With over 2,000 state legislative bills introduced annually, it’s quasi-impossible for one person to keep track of all of them, according to Beverly Hills Policy and Management Analyst Cynthia Owens. That’s where the City’s Legislative Platform comes in. The platform provides Beverly Hills’ lobbyists the ability to know how the Council thinks on a variety of issues.
“We want to make sure that our residents are being represented as well as our businesses,” Deputy City Manager Gabriella Yap told the Courier. “It’s the voice that the City has to give input on the legislation.”
In an effort to ensure that the City of Beverly Hills is effectively positioned to advocate for its best interests, on Jan. 9 the City Council crystalized Beverly Hills’ 2020 Legislative Platform, asking Owens to include additional key initiatives into the executive summary, including minimizing food waste and issues with mental health and sustainability.
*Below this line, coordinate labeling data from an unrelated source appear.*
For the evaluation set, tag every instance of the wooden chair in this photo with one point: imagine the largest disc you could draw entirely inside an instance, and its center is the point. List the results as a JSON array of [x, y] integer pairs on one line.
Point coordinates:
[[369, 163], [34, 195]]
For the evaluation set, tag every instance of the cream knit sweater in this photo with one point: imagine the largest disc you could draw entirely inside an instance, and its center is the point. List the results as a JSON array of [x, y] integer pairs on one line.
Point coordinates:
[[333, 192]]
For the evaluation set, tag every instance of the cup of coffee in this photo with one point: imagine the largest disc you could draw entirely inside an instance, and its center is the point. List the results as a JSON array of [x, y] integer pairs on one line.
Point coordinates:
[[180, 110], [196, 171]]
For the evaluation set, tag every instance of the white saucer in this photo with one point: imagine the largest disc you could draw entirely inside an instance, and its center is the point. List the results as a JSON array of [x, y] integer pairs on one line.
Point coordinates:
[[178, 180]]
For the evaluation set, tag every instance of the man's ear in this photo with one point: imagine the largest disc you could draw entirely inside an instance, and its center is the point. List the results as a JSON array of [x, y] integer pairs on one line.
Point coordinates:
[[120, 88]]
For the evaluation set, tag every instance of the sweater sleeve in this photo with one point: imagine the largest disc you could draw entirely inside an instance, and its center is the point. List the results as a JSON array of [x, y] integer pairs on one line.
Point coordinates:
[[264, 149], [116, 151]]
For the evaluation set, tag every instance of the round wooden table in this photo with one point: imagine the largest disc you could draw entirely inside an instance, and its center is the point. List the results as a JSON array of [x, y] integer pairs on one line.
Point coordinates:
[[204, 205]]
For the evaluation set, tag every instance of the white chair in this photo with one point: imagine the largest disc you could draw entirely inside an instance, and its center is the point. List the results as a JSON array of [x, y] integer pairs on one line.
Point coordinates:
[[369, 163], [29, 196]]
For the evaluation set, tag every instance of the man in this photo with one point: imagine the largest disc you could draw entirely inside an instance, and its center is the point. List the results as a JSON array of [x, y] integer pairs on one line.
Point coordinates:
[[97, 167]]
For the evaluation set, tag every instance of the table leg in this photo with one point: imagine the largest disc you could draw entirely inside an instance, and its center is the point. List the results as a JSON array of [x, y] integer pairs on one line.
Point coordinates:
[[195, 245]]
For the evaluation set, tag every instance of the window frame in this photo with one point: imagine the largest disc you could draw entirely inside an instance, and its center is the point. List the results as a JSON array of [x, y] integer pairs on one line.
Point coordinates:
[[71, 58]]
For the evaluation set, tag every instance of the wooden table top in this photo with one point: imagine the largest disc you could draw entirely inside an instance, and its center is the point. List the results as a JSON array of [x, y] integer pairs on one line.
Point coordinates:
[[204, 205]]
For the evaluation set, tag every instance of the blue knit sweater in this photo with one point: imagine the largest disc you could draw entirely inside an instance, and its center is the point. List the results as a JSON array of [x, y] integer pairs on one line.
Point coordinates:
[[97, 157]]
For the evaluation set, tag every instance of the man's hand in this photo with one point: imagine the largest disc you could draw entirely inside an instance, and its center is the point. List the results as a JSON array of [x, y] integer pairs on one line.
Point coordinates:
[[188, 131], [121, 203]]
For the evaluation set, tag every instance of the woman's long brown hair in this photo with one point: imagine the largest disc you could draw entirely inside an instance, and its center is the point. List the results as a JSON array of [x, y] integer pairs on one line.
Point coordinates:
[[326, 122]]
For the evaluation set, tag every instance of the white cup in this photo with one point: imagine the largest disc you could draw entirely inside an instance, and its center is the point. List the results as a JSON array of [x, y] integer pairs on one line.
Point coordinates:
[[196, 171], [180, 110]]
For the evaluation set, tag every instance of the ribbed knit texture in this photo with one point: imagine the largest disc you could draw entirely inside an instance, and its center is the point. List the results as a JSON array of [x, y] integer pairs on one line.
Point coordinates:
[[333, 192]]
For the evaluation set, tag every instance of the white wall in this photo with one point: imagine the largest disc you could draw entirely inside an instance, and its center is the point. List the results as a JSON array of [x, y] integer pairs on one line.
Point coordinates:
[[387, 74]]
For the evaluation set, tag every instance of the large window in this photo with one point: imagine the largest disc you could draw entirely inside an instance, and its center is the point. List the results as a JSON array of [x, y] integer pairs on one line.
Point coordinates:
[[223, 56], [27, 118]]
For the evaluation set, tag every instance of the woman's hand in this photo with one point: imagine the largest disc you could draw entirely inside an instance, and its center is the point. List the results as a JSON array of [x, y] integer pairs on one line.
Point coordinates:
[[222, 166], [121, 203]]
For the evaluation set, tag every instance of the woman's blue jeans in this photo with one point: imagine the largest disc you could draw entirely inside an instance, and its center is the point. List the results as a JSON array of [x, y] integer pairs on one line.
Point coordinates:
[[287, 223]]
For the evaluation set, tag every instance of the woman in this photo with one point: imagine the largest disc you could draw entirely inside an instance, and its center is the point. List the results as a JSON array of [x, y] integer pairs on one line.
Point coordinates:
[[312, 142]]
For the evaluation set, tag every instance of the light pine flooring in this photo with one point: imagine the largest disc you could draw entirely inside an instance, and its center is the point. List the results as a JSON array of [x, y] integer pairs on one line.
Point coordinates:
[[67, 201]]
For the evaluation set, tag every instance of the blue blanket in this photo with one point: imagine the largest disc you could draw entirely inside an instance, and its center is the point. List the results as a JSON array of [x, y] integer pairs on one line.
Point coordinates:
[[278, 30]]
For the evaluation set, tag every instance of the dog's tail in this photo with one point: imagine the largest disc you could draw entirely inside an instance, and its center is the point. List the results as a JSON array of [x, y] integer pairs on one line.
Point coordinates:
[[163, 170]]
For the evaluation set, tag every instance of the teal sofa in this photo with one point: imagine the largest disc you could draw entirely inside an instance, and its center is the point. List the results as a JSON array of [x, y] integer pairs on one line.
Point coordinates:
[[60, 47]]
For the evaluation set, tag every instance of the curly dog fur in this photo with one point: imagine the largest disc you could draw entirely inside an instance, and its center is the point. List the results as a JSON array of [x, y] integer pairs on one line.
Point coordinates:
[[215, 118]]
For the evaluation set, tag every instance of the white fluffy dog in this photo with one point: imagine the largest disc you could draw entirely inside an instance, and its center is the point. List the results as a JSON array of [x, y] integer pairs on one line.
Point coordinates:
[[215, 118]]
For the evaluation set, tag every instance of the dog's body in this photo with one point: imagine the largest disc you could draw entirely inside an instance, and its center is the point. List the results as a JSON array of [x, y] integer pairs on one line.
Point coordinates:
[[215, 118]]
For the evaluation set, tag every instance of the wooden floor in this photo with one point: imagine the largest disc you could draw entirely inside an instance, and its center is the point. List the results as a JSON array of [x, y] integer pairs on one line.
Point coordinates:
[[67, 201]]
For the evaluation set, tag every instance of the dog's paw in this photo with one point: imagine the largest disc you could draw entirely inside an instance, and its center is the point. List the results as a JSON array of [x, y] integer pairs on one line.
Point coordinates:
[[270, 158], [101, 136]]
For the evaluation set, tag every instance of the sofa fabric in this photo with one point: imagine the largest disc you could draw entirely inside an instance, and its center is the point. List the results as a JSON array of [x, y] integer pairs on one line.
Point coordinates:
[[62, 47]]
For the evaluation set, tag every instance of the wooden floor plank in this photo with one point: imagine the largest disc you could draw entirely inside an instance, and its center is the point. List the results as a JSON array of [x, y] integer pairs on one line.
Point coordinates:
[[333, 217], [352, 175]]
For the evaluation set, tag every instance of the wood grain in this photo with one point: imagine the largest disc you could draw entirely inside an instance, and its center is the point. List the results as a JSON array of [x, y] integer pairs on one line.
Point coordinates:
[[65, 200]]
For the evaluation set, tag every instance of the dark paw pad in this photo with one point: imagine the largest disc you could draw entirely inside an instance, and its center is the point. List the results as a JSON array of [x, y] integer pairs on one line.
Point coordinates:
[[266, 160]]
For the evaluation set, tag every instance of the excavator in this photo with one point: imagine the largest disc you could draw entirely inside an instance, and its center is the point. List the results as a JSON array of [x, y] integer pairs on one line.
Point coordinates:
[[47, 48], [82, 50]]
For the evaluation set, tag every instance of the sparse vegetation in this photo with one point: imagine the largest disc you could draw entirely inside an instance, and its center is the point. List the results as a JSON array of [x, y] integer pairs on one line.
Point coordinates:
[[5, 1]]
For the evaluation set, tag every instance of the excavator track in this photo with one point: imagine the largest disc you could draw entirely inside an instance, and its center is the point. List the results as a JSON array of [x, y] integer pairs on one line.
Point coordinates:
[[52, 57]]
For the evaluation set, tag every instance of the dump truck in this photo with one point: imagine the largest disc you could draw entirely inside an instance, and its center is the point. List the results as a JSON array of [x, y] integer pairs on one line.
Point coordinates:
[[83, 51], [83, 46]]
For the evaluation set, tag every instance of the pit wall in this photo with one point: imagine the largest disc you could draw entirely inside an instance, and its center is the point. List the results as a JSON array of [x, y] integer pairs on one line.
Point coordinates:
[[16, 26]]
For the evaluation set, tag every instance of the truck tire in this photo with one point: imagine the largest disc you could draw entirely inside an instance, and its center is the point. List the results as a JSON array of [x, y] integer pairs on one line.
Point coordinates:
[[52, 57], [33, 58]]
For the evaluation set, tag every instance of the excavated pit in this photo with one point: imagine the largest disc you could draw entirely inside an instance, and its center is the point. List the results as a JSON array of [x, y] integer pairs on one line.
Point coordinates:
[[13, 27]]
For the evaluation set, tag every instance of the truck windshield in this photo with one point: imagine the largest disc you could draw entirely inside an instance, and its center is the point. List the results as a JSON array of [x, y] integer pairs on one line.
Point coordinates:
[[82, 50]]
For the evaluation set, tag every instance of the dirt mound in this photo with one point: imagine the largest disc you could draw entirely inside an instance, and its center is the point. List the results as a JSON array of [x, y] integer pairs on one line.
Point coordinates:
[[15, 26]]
The updated platform is expected to return to the City Council for formal approval on Jan. 28.
The platform, which outlines policies to enable staff and lobbyists to effectively respond to and influence legislation by taking a stand for or against a bill, is intended to provide clear direction for the City’s legislative advocates and City staff to secure initiatives locally, as well as in Sacramento and Washington, D.C.
According to Owens, as long as a bill falls within the parameters of what the City has already taken a stance on, City staff can craft a letter of support or opposition. In the absence of adopting a legislative platform, she said that every single bill would have to go to City Council in order for the City to take a formal position.
“It allows us to respond very quickly when things are moving in Sacramento and at a very swift pace,” Owens told the Courier. “I can’t tell you how many times our lobbyists tell us how helpful these letters are.”
The primary legislative focus includes protecting local government control, maintaining local government revenue, pursuing homeland security funding, obtaining funding for environmental sustainability, transportation, recreational, technology and infrastructure improvements.
Proposed additions for 2020 include opposing state legislation and guidelines issued by the Bureau of Cannabis Control over the sale and distribution of cannabis and supporting the Reducing Crime and Keeping California Safe Act.
While recreational cannabis is legal statewide thanks to Proposition 64, with marijuana dispensaries scattered throughout Los Angeles, the Beverly Hills City Council wants to keep it out of the City. State law does allow residents to grow up to six marijuana plants in their homes in compliance with state law. The City has enacted strict regulations to maintain its local control, prohibiting everything within its power with the exception of the delivery of medical cannabis. Earlier this year, the City sued the state to prohibit the delivery of recreational marijuana into Beverly Hills.
The upcoming crime reduction initiative, slated for the November ballot, would expand the list of violent crimes for which early release is not an option. The initiative, which Beverly Hills fully supports, is in response to Proposition 47, Proposition 57 and Assembly Bill 109, which made some prisoners eligible for early parole by reclassifying certain offenses as non-violent crimes. Owens characterized some of those reclassified crimes as “literally jaw-dropping.” Currently, the State of California no longer considers raping someone who has been drugged or human trafficking of a child to be serious crimes.
“We’ve been told our City punches above its weight class in Sacramento,” Owens said in reference to City’s population of fewer than 35,000 residents. “[The legislators] want to know how we stand on the issues because we speak for the residents who are ultimately their constituents.”